The area between two intersecting circles is the overlap area shared by both circles. This is also called the circle intersection area or lens area.

A = r1²*cos⁻1((d² + r1² - r2²) / (2*d*r1)) + r2²*cos⁻1((d² + r2² - r1²) / (2*d*r2)) - 0.5*sqrt((- d + r1 + r2)*(d + r1 - r2)*(d - r1 + r2)*(d + r1 + r2))
  • A = area of intersection between the two circles
  • r1 = radius of circle 1
  • r2 = radius of circle 2
  • d = distance between the centers of the two circles
  • cos-1 = inverse cosine, measured in radians

There are also two special cases:

If d > = r1 + r2, then A = 0
If d < = abs(r1 - r2), then A = pi*min(r1,r2)²
  • If the distance between centers is greater than or equal to the sum of the radii, the circles do not overlap, so the intersection area is 0.
  • If the distance between centers is less than or equal to the difference between the radii, the smaller circle is completely inside the larger circle, so the intersection area is the full area of the smaller circle.
  • For partial overlap, the calculator uses the full intersection formula and returns the shared area.
  • The calculator converts all length inputs to meters internally, calculates the area in square meters, then converts the result to your selected area unit.

Circle Overlap Cases

Condition Relationship Intersection Area
No overlap d >= r1 + r2 0
One circle inside the other d <= |r1 – r2| Area of the smaller circle
Partial overlap |r1 – r2| < d < r1 + r2 Lens-shaped shared area
Same center, same radius d = 0 and r1 = r2 Area of either circle

Common Length and Area Unit Conversions

Unit Length in meters Area in square meters
millimeter 1 mm = 0.001 m 1 sq mm = 0.000001 sq m
centimeter 1 cm = 0.01 m 1 sq cm = 0.0001 sq m
meter 1 m = 1 m 1 sq m = 1 sq m
inch 1 in = 0.0254 m 1 sq in = 0.00064516 sq m
foot 1 ft = 0.3048 m 1 sq ft = 0.092903 sq m

Example Problems

Example 1: Two equal circles with partial overlap

Find the area between two intersecting circles where:

  • r1 = 5 cm
  • r2 = 5 cm
  • d = 6 cm

Using the intersection formula:

A = 22.4071 sq cm

The shared area is approximately 22.4071 square centimeters.
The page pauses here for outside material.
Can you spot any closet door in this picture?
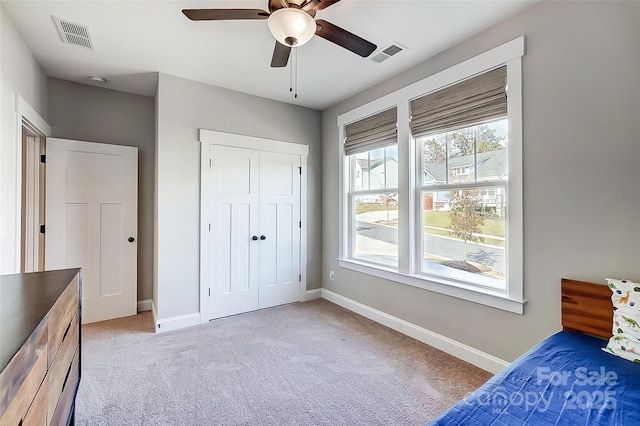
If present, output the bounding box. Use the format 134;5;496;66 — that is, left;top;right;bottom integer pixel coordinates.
208;145;261;318
201;144;301;320
259;152;300;308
Example 2: One circle completely inside another

Find the intersection area where:

  • r1 = 10 m
  • r2 = 4 m
  • d = 3 m

Since d <= |r1 – r2|, the smaller circle is completely inside the larger circle.

A = pi*4² = 50.2655 sq m

The intersection area is approximately 50.2655 square meters.

FAQs

What does the area between two intersecting circles mean?

It means the area shared by both circles. If the circles overlap partially, the shared region forms a lens shape. If one circle is completely inside the other, the shared area is the area of the smaller circle. If the circles do not touch or overlap, the shared area is 0.

Why does the distance between centers matter?

The distance between centers controls how much the circles overlap. A smaller distance usually means more overlap. A larger distance means less overlap. When the distance is greater than or equal to the sum of the radii, the circles no longer overlap.

Can the radii and distance use different units?

Yes. You can enter the radii and center distance using different supported length units. The calculator converts them to a common unit before calculating the intersection area, then converts the answer to the area unit you select.